Washington D.C, Oct 3 (ANI): As per a recent study, micro photosynthetic power cells may be the green energy source for the next generation.
Researchers from the Optical Bio Microsystem lab at Concordia University in Montreal, Canada, have invented and developed micro-photosynthetic cell technology that can harness electrical power from the photosynthesis and respiration of blue-green algae.
This novel, scalable technology enables economical ways of generating clean energy, and may be the superlative, carbon-free power source for the future of mankind. The team headed by Muthukumaran Packirisamy has conceived and developed such a contraption.
Clean and green carbon-free energy is globally anticipated as the potential soltution for the mitigation and eventual erasure of global warming. The main source of clean energy comes from the sun, which emits more energy to the earth every hour than mankind depletes in one year.
Hence, technologies that derive energy from the sun are instrumental to the worldwide conversion of power sources to eco-friendly auxiliaries. This constitutes a large part of the incentive for the team, who has come up with an effective method for harnessing photosynthetic power from algae.

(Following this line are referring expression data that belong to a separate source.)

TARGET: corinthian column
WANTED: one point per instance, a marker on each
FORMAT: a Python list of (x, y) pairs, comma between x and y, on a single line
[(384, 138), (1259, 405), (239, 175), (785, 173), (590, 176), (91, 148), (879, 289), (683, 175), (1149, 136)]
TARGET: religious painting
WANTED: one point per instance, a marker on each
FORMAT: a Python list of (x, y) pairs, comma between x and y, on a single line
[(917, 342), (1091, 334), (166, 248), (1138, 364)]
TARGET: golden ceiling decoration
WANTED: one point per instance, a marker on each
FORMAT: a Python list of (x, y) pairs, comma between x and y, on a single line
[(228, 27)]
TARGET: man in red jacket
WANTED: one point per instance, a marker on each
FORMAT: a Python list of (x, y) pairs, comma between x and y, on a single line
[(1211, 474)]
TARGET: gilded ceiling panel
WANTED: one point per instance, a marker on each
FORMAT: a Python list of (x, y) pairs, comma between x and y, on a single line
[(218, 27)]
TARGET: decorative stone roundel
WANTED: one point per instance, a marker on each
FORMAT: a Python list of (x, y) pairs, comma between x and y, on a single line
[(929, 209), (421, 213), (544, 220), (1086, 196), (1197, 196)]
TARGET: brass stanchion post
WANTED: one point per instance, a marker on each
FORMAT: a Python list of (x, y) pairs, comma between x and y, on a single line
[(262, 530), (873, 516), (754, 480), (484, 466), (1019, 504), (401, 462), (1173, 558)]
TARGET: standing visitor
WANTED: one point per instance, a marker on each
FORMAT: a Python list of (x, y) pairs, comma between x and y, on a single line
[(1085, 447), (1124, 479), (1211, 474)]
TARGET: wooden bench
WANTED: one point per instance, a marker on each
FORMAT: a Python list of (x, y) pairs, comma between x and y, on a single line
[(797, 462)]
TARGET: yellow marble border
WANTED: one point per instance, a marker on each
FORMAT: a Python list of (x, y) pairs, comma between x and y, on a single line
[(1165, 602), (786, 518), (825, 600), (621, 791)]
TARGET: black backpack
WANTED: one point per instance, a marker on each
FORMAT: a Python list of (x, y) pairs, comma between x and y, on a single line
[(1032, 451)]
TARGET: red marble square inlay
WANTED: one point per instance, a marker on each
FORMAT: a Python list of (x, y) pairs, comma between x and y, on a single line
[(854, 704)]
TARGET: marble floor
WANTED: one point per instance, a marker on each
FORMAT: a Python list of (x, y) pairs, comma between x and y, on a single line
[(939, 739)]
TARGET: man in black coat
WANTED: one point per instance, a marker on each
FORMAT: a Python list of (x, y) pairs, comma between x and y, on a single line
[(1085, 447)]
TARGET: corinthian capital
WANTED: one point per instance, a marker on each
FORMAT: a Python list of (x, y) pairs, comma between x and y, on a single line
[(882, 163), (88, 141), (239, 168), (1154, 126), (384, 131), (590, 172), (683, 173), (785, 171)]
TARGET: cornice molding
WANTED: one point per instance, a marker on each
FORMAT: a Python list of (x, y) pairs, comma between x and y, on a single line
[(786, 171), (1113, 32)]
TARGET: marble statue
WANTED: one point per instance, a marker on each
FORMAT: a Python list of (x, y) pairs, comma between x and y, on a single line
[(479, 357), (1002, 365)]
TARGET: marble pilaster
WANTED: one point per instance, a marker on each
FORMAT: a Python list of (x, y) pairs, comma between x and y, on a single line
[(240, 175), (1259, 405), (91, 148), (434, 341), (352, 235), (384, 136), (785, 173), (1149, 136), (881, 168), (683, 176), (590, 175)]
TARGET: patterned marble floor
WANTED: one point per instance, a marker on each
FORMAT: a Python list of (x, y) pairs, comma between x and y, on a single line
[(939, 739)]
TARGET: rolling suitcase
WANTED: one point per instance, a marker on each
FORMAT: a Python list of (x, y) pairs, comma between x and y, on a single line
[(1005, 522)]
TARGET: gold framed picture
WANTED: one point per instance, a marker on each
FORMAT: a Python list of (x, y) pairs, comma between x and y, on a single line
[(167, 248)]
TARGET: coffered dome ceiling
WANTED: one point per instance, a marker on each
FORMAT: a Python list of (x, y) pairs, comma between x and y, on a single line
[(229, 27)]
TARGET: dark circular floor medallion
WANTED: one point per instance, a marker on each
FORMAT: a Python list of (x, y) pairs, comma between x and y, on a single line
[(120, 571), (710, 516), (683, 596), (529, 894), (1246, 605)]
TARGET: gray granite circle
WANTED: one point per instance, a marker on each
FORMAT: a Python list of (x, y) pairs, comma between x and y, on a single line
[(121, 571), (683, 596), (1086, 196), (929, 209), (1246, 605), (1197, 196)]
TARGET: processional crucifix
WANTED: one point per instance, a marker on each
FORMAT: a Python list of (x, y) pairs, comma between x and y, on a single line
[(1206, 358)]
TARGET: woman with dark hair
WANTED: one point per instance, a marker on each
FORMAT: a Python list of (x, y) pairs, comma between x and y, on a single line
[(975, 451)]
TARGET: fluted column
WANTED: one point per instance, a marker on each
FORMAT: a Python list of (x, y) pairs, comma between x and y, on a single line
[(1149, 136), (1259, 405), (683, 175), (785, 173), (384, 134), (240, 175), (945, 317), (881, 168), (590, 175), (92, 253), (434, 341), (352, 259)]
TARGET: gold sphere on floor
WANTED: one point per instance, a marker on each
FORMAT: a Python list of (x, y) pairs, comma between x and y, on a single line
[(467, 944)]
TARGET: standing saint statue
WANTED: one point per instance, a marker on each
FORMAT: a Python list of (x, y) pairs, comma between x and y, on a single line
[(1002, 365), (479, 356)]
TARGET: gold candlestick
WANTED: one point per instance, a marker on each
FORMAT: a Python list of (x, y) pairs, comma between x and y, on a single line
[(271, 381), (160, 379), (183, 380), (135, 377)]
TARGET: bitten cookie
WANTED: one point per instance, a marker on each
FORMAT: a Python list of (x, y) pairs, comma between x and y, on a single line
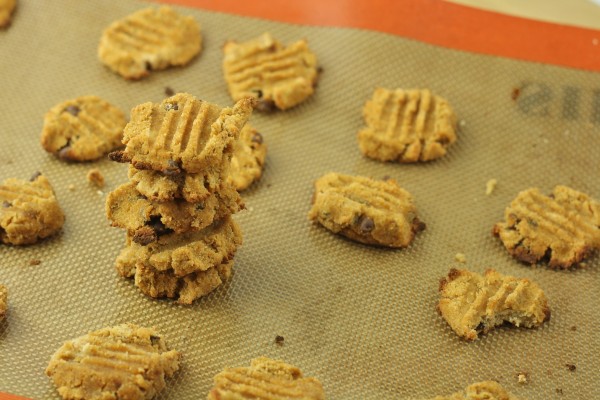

Both photosynthesis and respiration, which take place in plants cells, involve electron transfer chains. The main concept herein involves trapping these electrons that are released by blue-green algae. The electron transfer chains of photosynthesis and respiration are constructive in harnessing the electrical energy from blue-green algae.
This photosynthetic power cell consists of an anode, cathode and proton exchange membrane. The anode chamber consists of cyanobacteria and it releases electrons to the electrode surface from a redox agent that is present at the cathode. An external load is connected to extract the electrons. The fabricated cell could produce an open circuit voltage of 993mV and a power density of 36.23W/cm2.
The performance of the power cell can be increased by reducing the electrode spacing between the two electrodes of proton exchange membrane and efficient design of the cell.
These micro photosynthetic power cells may entail significant military and wireless applications. They can also be good power sources for Bio MEMS devices. However, challenges still exists for MEMS researchers to fabricate the small scale anode-cathode chambers that are suitable for generating the high current density and high power density from the cell.